Le nationalisme mène-t-il toujours au fascisme ?

Xosé M. Núñez Seixas, Professor of Modern and Contemporary History, Universidade de Santiago de Compostela

Souvent associé à l’extrême droite, le nationalisme peut aussi servir des projets progressistes. La spécificité du fascisme réside dans la réappropriation du nationalisme à des fins de domination et d’exclusion.
Texte intégral (1647 mots)

Souvent associé à l’extrême droite, le nationalisme peut aussi servir des projets progressistes d’autodétermination. La spécificité du fascisme réside dans la réappropriation ethnique et autoritaire du nationalisme à des fins de domination et d’exclusion.


Le nationalisme est généralement considéré comme l’apanage de la droite politique, et il a longtemps été un pilier des gouvernements autoritaires et fascistes à travers le monde. Dans les pays démocratiques, le terme « nationalisme » est associé au chauvinisme national – une croyance en la supériorité inhérente de sa propre nation et de ses citoyens –, mais la réalité est plus complexe qu’il n’y paraît.

Pour commencer, il y a peu de différence entre patriotisme et nationalisme, si ce n’est une question de degré d’intensité. La plupart d’entre nous reconnaissent cependant la distinction entre l’amour de son pays et les aspects plus durs, souvent exclusifs ou xénophobes, du nationalisme extrême. Le patriotisme est un nationalisme modéré, mais le nationalisme radical dérive souvent vers la xénophobie.

L’analyse devient encore plus complexe avec le nationalisme infra-étatique ou minoritaire, un phénomène tout à fait différent, souvent associé à des idéaux de gauche ou progressistes.

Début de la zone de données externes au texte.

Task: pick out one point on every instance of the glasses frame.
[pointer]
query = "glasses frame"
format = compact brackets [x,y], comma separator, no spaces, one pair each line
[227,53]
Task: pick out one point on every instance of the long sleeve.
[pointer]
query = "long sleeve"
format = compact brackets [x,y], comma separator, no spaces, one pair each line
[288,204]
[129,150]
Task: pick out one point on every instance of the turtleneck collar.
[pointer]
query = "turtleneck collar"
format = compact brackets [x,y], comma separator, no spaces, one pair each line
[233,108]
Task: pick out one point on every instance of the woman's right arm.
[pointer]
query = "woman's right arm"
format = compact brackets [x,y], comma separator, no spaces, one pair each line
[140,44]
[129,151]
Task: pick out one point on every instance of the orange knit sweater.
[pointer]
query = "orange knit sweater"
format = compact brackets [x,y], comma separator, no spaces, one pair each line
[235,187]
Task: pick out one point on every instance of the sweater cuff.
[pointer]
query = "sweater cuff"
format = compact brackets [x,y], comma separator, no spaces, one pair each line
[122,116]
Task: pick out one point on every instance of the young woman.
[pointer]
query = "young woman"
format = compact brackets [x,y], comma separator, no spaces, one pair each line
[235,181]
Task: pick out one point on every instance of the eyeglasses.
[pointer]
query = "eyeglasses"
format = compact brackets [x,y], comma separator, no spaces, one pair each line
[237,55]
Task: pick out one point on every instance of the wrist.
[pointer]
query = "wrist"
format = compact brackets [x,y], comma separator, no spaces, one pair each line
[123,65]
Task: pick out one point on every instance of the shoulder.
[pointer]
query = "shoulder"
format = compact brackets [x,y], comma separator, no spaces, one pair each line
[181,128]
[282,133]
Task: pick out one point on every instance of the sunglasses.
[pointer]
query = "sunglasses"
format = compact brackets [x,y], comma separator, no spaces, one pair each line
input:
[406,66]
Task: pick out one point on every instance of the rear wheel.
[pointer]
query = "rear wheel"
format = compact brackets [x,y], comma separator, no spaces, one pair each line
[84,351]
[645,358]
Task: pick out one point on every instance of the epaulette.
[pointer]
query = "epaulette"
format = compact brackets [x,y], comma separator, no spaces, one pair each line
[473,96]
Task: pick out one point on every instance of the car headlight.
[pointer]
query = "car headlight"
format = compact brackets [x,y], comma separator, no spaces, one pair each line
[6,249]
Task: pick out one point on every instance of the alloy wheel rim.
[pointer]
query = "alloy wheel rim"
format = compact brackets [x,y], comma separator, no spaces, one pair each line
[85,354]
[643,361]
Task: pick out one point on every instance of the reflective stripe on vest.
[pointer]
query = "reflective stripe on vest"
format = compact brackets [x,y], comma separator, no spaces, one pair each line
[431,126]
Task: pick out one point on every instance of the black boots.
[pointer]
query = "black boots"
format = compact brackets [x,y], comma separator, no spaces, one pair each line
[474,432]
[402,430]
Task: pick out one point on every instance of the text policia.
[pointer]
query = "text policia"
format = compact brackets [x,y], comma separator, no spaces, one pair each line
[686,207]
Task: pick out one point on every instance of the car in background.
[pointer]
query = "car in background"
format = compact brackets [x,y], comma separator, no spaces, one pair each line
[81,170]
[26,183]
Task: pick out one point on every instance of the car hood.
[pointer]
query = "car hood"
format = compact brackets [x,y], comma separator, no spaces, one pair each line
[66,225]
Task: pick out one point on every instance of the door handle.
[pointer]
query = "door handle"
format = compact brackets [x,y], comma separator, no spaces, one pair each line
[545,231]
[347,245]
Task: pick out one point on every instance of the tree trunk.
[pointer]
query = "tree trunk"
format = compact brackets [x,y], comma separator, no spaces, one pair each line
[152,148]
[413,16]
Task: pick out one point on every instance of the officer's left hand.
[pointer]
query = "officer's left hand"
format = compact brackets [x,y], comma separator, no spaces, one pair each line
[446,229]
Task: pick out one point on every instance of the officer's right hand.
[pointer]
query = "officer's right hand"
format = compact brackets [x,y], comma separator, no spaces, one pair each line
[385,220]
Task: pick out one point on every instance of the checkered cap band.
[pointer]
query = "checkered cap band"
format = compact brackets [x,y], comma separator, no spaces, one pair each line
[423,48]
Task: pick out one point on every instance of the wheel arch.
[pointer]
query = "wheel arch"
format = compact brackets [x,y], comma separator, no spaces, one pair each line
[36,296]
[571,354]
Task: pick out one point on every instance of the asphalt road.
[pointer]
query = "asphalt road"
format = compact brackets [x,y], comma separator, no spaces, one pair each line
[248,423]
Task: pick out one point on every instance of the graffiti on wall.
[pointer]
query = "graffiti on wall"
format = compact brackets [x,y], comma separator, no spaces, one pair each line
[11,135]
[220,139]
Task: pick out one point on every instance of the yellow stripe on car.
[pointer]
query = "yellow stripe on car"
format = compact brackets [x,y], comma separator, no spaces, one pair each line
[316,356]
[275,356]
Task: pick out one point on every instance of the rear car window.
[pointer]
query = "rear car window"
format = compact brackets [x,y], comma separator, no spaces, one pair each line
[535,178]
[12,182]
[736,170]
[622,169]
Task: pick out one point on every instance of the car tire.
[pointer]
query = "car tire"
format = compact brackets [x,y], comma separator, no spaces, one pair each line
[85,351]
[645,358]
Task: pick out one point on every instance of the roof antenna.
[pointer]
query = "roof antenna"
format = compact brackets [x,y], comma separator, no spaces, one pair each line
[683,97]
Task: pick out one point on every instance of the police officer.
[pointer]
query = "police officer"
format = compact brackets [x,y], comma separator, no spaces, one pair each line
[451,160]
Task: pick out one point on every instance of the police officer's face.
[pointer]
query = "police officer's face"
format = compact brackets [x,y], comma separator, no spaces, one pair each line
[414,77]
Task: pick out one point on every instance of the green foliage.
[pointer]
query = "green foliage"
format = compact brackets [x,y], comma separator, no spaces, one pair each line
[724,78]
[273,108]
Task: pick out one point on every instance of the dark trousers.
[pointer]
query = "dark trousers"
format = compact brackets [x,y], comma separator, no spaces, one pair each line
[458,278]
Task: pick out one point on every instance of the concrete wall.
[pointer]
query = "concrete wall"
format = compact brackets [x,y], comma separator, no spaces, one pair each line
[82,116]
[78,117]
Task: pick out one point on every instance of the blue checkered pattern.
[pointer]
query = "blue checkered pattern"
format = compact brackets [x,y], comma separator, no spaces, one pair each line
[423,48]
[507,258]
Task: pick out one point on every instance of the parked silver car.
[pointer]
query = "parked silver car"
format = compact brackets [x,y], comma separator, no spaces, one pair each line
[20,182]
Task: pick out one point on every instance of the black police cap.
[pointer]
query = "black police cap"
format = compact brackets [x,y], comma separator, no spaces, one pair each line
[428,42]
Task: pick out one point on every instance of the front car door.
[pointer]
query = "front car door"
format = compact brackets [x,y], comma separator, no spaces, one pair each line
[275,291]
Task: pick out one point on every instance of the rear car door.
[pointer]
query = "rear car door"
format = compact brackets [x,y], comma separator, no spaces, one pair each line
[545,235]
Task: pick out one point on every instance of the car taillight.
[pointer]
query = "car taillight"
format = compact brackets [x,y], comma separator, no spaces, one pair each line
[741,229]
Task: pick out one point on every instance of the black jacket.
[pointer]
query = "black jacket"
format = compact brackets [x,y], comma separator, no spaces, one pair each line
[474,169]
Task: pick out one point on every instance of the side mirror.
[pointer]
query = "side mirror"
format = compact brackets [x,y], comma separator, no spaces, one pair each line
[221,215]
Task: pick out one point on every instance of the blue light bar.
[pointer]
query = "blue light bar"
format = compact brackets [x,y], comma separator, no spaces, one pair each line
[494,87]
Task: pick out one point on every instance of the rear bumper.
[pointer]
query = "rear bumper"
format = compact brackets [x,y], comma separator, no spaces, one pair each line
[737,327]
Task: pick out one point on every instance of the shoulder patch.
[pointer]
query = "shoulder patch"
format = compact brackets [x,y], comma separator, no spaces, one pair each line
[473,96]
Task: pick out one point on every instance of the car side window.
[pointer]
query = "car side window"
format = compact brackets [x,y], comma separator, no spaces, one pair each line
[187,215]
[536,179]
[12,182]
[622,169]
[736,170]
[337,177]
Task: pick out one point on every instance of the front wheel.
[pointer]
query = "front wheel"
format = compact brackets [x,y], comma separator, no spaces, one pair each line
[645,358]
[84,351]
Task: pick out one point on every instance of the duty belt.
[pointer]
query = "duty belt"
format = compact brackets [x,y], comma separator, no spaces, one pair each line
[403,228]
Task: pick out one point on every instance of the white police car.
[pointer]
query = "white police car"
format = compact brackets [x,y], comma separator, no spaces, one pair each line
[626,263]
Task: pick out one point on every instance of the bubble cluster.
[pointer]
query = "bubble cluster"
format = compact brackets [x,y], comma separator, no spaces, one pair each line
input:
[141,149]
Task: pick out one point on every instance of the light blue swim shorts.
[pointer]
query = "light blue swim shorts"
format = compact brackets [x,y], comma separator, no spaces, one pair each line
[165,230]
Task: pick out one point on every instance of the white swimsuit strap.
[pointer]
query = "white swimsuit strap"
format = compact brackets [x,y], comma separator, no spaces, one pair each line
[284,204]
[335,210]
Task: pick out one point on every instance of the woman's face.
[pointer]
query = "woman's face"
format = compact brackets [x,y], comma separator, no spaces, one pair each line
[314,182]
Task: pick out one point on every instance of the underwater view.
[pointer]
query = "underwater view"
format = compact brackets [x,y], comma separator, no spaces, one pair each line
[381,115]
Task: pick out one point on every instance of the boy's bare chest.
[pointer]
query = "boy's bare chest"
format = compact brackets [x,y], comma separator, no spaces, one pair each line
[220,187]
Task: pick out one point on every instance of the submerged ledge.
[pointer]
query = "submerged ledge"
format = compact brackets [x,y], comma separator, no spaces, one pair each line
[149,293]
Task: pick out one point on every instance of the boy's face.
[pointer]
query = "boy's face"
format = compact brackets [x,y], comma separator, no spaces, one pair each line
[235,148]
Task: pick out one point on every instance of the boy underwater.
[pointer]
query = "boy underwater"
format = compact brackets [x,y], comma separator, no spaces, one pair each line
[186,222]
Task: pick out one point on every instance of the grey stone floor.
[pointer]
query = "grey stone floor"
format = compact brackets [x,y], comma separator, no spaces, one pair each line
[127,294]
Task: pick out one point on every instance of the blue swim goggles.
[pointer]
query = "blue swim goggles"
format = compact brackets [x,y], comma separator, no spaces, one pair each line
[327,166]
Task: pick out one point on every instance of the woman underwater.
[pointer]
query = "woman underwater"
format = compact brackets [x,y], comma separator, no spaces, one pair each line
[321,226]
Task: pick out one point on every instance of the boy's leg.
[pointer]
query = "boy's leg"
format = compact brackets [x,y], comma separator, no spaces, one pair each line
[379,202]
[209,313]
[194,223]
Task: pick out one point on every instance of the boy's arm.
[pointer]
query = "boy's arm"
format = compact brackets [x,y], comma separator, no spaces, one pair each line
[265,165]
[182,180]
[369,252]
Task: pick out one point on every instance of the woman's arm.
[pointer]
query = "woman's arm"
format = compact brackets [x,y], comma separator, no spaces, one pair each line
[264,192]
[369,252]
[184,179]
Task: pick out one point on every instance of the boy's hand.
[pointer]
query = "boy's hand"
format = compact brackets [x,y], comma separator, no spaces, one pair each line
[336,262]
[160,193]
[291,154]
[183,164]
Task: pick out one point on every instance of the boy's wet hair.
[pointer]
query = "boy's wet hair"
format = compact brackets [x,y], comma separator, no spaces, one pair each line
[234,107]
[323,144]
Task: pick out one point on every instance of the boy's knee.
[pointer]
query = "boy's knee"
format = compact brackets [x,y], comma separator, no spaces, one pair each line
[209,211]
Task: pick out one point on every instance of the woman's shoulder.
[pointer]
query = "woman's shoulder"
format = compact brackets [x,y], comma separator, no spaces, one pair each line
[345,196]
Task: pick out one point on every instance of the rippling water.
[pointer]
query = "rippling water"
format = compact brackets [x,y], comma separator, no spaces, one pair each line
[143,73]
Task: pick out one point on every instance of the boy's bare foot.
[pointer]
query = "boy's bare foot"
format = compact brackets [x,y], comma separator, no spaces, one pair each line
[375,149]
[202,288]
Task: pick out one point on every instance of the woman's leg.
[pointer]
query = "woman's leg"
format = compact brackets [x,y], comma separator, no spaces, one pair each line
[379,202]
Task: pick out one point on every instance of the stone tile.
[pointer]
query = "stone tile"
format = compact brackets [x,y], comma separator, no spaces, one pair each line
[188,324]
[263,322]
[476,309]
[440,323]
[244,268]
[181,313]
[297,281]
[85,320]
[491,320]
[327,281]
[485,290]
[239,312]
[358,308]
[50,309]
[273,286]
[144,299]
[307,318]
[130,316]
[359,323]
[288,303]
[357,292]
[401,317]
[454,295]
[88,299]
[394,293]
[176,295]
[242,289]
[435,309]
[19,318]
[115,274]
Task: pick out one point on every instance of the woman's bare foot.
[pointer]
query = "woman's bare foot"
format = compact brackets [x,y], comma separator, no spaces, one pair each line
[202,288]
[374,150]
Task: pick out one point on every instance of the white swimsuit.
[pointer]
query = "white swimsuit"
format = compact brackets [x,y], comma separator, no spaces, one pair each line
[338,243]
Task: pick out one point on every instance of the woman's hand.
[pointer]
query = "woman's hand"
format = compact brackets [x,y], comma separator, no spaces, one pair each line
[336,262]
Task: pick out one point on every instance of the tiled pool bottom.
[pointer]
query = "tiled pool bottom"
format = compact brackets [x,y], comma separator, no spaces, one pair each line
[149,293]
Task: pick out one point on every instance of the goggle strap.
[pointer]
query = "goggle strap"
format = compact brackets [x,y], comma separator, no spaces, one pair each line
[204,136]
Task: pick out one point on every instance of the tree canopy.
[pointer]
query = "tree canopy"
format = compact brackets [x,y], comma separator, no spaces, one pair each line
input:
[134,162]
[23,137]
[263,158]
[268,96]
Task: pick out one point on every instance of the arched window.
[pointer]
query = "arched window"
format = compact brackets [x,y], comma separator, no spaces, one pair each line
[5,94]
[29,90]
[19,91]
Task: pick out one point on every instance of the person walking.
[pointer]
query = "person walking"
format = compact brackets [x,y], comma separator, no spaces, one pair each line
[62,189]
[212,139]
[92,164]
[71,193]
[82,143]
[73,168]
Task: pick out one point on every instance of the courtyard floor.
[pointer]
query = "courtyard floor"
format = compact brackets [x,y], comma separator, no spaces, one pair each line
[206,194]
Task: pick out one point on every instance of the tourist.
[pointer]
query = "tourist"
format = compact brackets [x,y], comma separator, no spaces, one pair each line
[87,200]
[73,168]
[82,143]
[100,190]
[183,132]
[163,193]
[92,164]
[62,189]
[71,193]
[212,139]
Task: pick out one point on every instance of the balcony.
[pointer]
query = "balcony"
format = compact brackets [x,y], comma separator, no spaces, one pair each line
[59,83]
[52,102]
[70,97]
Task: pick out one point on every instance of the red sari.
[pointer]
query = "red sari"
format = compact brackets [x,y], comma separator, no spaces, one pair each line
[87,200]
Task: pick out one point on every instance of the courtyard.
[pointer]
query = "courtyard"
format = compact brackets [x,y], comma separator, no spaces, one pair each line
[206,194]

De nombreux partis et idéologies – en Europe, dans les Amériques et ailleurs – utilisent le terme « nationaliste » sans connotation d’extrême droite. Ils présentent plutôt la nation comme une force d’émancipation visant l’autodétermination d’un territoire donné.

Ainsi, le National Party au Suriname, le Parti nationaliste basque, le Scottish National Party et le Bloc nationaliste galicien. Certains grands mouvements de gauche européens, comme le parti irlandais Sinn Féin, sont farouchement nationalistes, tandis que d’autres, comme le gallois Plaid Cymru, adhèrent à des principes éco-socialistes.

Cela ne signifie pas que les nationalismes minoritaires ou infra-étatiques soient à l’abri de l’influence de l’extrême droite. Le parti belge Vlaams Belang et l’Alliance catalane sont deux exemples contemporains de nationalisme minoritaire d’extrême droite. Si l’on remonte plus loin, l’Organisation des nationalistes ukrainiens et l’Union nationale flamande occupaient un espace politique similaire dans l’entre-deux-guerres.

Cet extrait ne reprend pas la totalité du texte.